Another twinge of regret pinched Madeline’s heart. If she’d stuck with her plan, she probably would have had several babies by now. But since Mike couldn’t keep his pants zipped most likely they would have been divorced and playing tug-of-war with innocent children. Not a pretty picture. She ought to know. Her parents’ divorce when Madeline was ten had been rough.
Breaking up with Mike had been for the best, and luckily his paranoia over the two percent failure rate of the Pill had led him to use condoms as a backup every single time. Otherwise, there was no telling what the two-timing louse would have brought home from his extramural adventures.
Candace’s expectant expression dragged Madeline back to the present. “Candace, no one will know you’re pregnant unless you tell them. The empire waist covers everything—not that there’s anything to hide yet. You’re only eight weeks along.”
Candace had confided her pregnancy to Madeline and sworn her to secrecy before they’d left North Carolina. She’d wanted Madeline’s medical assurance in addition to her obstetrician’s that traveling in her first trimester wouldn’t endanger the baby.
“Okay, this is the dress. Je voudrais acheter cette robe,” Candace told the seamstress.
The seamstress rattled off a quick stream of French while she unfastened the long line of silk-covered buttons down Candace’s spine, and Candace replied in the same language. Madeline didn’t have a clue what either of them said. She should have borrowed those French lesson CDs her suitemate Stacy had used.
The heavy fabric swished over her friend’s head. With the dress draped over her arms, the seamstress departed. Candace quickly pulled on her street clothes, crossed the dressing room to Madeline’s side and took her hands. “You had a lucky escape. You know that, right?”

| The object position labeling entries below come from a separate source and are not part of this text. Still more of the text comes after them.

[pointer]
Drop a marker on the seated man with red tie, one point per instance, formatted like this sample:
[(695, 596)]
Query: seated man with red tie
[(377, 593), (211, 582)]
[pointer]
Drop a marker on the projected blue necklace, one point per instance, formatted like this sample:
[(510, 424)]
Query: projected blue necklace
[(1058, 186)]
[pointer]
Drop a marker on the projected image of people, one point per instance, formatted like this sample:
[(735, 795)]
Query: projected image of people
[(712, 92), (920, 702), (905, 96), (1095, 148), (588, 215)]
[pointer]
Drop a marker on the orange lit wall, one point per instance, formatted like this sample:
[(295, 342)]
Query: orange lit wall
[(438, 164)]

Madeline winced. She should have known her friend would see through her fake merriment. They’d been through a lot together in the past twelve years: college, their engagements to Mike and Vincent and the deaths of Madeline’s father and Candace’s brother. “I know, and trust me, I am not missing that two-timing dud.”
“But the wedding preparations are hard for you.” It was a statement, not a question. “I’m sorry. But I couldn’t do this without you, Madeline.”

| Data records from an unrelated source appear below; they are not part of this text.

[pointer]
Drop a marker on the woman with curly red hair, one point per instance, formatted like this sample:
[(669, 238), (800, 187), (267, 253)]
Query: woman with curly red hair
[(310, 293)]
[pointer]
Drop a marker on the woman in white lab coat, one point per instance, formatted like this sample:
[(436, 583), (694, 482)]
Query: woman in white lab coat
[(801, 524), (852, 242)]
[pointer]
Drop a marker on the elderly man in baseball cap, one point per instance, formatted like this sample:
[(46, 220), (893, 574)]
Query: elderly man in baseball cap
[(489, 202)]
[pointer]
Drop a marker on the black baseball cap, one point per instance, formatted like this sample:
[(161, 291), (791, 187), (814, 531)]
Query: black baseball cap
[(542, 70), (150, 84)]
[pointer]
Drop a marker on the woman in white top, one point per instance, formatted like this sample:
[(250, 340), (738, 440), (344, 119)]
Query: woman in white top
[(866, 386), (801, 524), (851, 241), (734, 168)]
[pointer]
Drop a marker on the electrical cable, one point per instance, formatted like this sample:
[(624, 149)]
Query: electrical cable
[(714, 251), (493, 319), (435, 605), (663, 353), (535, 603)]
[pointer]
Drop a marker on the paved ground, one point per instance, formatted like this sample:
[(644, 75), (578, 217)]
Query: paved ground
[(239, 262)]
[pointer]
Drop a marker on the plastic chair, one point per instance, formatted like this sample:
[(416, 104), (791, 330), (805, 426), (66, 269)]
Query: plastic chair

“I love seeing you this happy.”
“Your turn will come.” Candace squeezed her fingers and released her.
Not as long as I have a functioning brain cell. God forbid I ever go through that again. “This month is all about you.”
“When will the rest of us get to meet your gorgeous guide?”
“I’m not sure. I’ll have to ask. I won’t see him again until Saturday.” Two days. It seemed like an aeon.
After kissing her into a stupor yesterday Damon had put her in a cab with the promise of passion to come. If that kiss was a sample of what she could expect, then it would be passion unlike any she’d ever experienced. She couldn’t remember Mike’s embrace ever making her forget where she was.